Political agreement was reached at the June 2012 European Council meeting on what had been termed as the last remaining issue on Europe's new patent system—the location of the Central Division for the Unified Patent Court. The new patent system (which is to provide a unitary patent as well as a unified patent court) is undoubtedly now closer to becoming a reality than ever before in its history since the 1975 draft of a "Community Patent." Still, much of the detail of how the new system will operate remains to be decided, and several hurdles remain to be overcome.
The Council agreed that the Central Division for the Unified Patent Court will be formally based in Paris, with London and Munich both hosting branches. The London branch will handle patents relating to patent classes A and C (i.e., chemistry, pharmaceuticals and life sciences). The Munich branch will handle patents relating to patent class F (i.e., mechanical engineering, lighting and heating). Paris will handle other technologies, most notably electronics.
All three locations will prove to be important in the new system, and with IP litigation teams in each of these cities as well as its prosecution teams in Munich and Frankfurt, Jones Day is well placed to support clients when the new system does come into force. The overall idea is that the Central Division is to host validity challenges and declarations of noninfringement while infringement actions are to be brought in local or regional courts (which are expected to include courts in Munich, London and Paris as well as most likely in Düsseldorf and Mannheim). The unitary patent will be granted by the EPO, still based in Munich.
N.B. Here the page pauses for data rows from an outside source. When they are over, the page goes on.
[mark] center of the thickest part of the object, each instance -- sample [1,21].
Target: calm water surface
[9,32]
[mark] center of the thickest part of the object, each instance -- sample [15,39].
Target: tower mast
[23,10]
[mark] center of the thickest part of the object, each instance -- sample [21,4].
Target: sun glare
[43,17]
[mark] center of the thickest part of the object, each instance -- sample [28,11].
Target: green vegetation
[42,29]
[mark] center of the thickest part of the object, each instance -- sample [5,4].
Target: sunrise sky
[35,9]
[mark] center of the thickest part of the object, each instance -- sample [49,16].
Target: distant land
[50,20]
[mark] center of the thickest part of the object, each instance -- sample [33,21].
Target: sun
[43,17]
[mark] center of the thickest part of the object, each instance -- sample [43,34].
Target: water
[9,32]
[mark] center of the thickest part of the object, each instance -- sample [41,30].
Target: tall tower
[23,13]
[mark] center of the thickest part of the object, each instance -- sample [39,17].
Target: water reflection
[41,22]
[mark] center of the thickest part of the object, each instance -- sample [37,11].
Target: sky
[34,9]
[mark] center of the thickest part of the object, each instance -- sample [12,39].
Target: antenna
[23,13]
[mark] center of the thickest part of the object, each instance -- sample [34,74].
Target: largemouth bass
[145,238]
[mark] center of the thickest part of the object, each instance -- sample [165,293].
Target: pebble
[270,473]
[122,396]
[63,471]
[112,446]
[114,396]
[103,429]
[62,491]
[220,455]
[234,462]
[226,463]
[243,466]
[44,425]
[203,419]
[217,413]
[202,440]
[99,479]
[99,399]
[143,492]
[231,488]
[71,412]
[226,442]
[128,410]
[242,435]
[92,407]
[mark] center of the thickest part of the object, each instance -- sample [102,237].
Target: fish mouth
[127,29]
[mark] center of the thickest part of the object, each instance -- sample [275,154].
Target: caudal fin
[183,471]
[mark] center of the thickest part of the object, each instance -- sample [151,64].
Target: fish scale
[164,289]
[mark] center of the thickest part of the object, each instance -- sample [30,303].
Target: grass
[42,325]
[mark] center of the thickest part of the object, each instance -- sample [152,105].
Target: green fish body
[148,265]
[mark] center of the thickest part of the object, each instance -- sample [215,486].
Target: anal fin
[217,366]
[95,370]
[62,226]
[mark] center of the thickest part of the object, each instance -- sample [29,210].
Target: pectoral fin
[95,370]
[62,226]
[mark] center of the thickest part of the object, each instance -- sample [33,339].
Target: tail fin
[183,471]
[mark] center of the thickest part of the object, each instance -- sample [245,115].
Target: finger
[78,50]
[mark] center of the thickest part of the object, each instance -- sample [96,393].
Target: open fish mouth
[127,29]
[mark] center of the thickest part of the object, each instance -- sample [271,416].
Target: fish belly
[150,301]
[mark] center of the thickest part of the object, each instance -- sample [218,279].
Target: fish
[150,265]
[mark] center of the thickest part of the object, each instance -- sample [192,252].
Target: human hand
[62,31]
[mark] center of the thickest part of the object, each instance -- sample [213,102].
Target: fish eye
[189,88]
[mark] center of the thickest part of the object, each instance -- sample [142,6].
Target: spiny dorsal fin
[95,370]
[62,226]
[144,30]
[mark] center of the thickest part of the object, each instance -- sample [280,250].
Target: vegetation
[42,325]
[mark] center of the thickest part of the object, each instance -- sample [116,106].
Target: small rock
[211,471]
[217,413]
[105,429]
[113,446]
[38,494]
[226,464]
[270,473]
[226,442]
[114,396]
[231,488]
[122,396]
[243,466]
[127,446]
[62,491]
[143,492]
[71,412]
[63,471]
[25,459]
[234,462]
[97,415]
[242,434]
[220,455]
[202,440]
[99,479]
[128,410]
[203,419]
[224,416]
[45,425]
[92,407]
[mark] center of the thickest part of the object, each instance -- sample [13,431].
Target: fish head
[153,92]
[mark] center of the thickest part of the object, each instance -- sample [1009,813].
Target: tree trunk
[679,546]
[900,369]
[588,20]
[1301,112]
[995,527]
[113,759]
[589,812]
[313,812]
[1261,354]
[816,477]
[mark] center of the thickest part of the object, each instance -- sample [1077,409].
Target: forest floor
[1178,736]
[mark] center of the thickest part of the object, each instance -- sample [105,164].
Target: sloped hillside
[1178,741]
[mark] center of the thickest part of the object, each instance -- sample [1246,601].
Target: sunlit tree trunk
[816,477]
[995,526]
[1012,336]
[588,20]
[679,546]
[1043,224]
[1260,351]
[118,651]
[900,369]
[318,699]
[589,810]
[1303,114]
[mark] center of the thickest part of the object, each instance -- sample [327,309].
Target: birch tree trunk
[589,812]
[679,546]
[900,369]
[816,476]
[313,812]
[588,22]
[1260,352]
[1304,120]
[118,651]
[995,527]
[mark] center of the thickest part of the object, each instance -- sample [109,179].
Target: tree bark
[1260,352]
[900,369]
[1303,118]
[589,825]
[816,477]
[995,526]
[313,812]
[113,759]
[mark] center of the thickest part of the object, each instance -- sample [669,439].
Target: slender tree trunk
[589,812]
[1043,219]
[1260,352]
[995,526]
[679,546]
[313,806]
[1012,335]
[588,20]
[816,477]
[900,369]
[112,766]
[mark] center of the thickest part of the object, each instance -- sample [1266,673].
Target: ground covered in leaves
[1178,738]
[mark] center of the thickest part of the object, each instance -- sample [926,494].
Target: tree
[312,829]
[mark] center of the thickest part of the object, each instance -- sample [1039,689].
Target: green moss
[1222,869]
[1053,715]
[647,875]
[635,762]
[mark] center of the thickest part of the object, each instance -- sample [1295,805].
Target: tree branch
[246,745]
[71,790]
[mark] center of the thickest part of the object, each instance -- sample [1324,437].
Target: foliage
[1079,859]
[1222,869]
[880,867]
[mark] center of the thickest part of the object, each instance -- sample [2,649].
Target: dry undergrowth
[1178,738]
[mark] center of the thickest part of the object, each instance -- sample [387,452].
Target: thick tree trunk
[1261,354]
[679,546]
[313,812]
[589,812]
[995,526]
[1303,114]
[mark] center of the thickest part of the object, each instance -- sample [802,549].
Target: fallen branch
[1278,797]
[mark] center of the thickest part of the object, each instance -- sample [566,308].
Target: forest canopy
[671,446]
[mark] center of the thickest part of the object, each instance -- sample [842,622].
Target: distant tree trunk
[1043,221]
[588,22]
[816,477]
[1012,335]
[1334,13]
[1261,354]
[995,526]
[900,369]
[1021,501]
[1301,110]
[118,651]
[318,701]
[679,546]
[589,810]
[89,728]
The Council suggested that Art. 6–8 in the draft legislation (relating to substantive patent law) be deleted. This would remove the competence of the ECJ over substantive questions of patent infringement. Many practitioners have argued for this. However, the suggestion as well as all other amendments introduced by the Council have immediately been challenged on the basis that they were not covered by the consensus reached in December 2011; the European Commission had previously regarded these provisions as a necessity. A consenting vote of Parliament scheduled for July 4, 2012 has been postponed, so the question remains as to whether the current momentum of the Unified Patent System can be kept. Klaus-Heiner Lehne, Chair of the European Parliament's Legal Affairs, sees the deletion of Art. 6–8 as a "crash test" scenario at the European Court of Justice. After a final heated debate on July 10, 2012, it became clear that the European Parliament will not take up the matter again before September. This will give the Legal Affairs Committee room to explore further on the potential deletion of Art. 6–8.
The Council also refined, at a high level, some issues about the bifurcation between local/regional courts and the central division. Specifically, where the defendant is a non-EU company, it will be possible to bring infringement actions before the Central Division. Also where a revocation action is already pending, a patentee will be able to bring infringement proceedings before the Central Division. However, there will be no possibility for a defendant domiciled in the EU to transfer an infringement case to the Central Division. Without further detail, it is difficult to predict how these provisions will work in practice or how they may affect strategies for litigating patents in Europe, especially when many of the larger patent cases involve a non-EU parent and its local EU subsidiary. Patent practitioners criticized that any influence that the defendant may have on the choice of forum would be a violation of the common sense in civil procedure laws of the member states. Again, it remains to be seen what the final, approved wording will be.
While the progress is welcome, the prospect of a truly unified patent system across the whole of the EU is not yet in sight. The planned unitary patent is based on a so-called enhanced cooperation allowing EU member states to proceed without unanimity. This was needed because Italy and Spain objected to the proposal and refused to participate due to the exclusion of the Spanish and Italian languages. Furthermore, Spain and Italy are now challenging the jurisdictional basis under which the rest of the EU is progressing. Unless there is a change of heart by Spain and Italy, at best parallel litigation will remain in the EU, and if their challenge succeeds, it is possible that whole project could once again stall.
The Council is hoping that the new system will be up and running by April 2014, although this may prove to be optimistic. While too many of the details are still undecided for businesses to be able to make practical preparations on whether and how to use the new system, our lawyers in Düsseldorf, Frankfurt, Munich, London and Paris will issue guidance as to how best to approach the new system as soon as the details are decided.